O despacho do MECI, sem data, invoca a falta de professores, que justamente «lesa o percurso escolar de milhares de crianças e jovens, compromete o investimento das famílias e do Estado e deturpa a confiança da sociedade no sistema educativo», atingindo de forma particularmente severa os contextos socioeconómicos mais desfavorecidos, aprofundando desigualdades e negando às comunidades educativas o direito a uma educação de qualidade.»
Essa foi também a preocupação central que apresentámos ao Secretário de Estado Adjunto e da Educação, no dia 25 de setembro, na audiência em que a direção foi recebida por dois técnicos superiores do gabinete de Alexandre Homem Cristo, a quem entregámos um documento com um conjunto alargado de preocupações relativamente ao ensino do Português, no ensino básico e secundário, e aos resultados dos alunos, nomeadamente na avaliação externa e nos estudos internacionais, para lá da questão central e urgente da falta de professores.

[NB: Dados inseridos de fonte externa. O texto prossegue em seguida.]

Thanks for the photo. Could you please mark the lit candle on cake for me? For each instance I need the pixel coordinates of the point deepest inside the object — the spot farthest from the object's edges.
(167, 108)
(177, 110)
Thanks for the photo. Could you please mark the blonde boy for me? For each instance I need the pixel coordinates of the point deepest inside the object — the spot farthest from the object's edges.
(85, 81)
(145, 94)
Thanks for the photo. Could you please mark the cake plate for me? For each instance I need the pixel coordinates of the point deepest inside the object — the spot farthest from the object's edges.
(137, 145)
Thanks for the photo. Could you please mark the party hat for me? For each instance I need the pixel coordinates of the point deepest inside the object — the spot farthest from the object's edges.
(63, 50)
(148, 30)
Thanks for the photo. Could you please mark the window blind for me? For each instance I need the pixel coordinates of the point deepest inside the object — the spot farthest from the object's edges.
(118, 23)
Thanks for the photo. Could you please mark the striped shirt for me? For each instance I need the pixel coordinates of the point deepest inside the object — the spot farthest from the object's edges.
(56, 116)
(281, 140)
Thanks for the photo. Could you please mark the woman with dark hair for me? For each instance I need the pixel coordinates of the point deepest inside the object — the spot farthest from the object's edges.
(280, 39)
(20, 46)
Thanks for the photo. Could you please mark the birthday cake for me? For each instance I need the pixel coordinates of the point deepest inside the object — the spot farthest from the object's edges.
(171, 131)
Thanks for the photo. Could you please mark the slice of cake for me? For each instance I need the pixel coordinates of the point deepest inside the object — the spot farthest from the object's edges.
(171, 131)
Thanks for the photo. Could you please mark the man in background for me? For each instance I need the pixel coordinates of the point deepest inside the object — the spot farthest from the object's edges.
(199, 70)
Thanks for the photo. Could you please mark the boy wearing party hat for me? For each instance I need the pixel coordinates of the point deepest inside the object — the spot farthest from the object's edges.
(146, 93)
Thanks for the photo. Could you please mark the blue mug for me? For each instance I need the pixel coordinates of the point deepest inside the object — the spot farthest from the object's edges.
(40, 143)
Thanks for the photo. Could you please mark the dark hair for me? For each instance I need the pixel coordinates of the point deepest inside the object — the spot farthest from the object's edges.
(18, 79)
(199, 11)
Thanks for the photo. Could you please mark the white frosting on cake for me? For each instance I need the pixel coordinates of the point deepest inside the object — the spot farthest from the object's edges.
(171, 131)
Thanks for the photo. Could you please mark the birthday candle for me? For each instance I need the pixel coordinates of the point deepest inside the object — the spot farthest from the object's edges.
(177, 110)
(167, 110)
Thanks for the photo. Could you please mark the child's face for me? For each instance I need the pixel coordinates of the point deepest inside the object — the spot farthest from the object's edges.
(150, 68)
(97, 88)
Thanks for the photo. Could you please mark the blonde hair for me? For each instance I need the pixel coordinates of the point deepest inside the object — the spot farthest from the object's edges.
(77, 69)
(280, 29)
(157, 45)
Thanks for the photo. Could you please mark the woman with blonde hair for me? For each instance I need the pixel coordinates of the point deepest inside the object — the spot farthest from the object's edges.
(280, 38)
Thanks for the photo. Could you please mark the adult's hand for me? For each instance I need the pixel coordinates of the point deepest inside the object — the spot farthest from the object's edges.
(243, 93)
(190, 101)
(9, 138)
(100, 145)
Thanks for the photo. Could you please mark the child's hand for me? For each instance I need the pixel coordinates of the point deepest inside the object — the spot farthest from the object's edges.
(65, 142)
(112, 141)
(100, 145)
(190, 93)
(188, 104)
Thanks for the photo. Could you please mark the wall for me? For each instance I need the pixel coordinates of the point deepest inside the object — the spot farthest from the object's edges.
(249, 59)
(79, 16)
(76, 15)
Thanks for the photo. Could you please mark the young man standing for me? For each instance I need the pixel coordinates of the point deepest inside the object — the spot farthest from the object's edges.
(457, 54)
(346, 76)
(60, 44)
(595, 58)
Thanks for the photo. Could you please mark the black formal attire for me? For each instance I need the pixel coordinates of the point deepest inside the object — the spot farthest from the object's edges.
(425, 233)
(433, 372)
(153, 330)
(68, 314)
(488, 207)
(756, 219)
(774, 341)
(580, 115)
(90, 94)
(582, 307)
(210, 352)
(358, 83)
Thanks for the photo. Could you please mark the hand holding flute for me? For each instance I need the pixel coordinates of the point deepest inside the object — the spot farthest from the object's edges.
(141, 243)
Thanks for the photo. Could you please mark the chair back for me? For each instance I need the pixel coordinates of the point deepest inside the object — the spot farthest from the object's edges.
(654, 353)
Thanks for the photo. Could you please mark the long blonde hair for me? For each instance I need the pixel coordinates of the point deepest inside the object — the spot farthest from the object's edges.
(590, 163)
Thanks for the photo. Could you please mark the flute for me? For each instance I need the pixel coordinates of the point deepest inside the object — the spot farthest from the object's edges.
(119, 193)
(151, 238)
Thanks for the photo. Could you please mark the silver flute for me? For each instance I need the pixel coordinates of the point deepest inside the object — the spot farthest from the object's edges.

Como o nosso extenso Relatório de Atividades demonstra, torna-se difícil sintetizar em breves palavras as nossas preocupações e as respostas que temos desenhado e organizado para responder a muitos desses problemas, nomeadamente, e de forma não exaustiva: a resposta aos défices de aprendizagem nos primeiros anos de escolaridade e aos novos desafios de leitura e de escrita no 1.º ciclo, ou a resposta às competências complexas de leitura, à insuficiente oferta de PLNM, ou à necessidade de uma formação inicial mais robusta e completa, que dê por sua vez resposta aos défices em competências básicas dos alunos, entre muitos outros exemplos.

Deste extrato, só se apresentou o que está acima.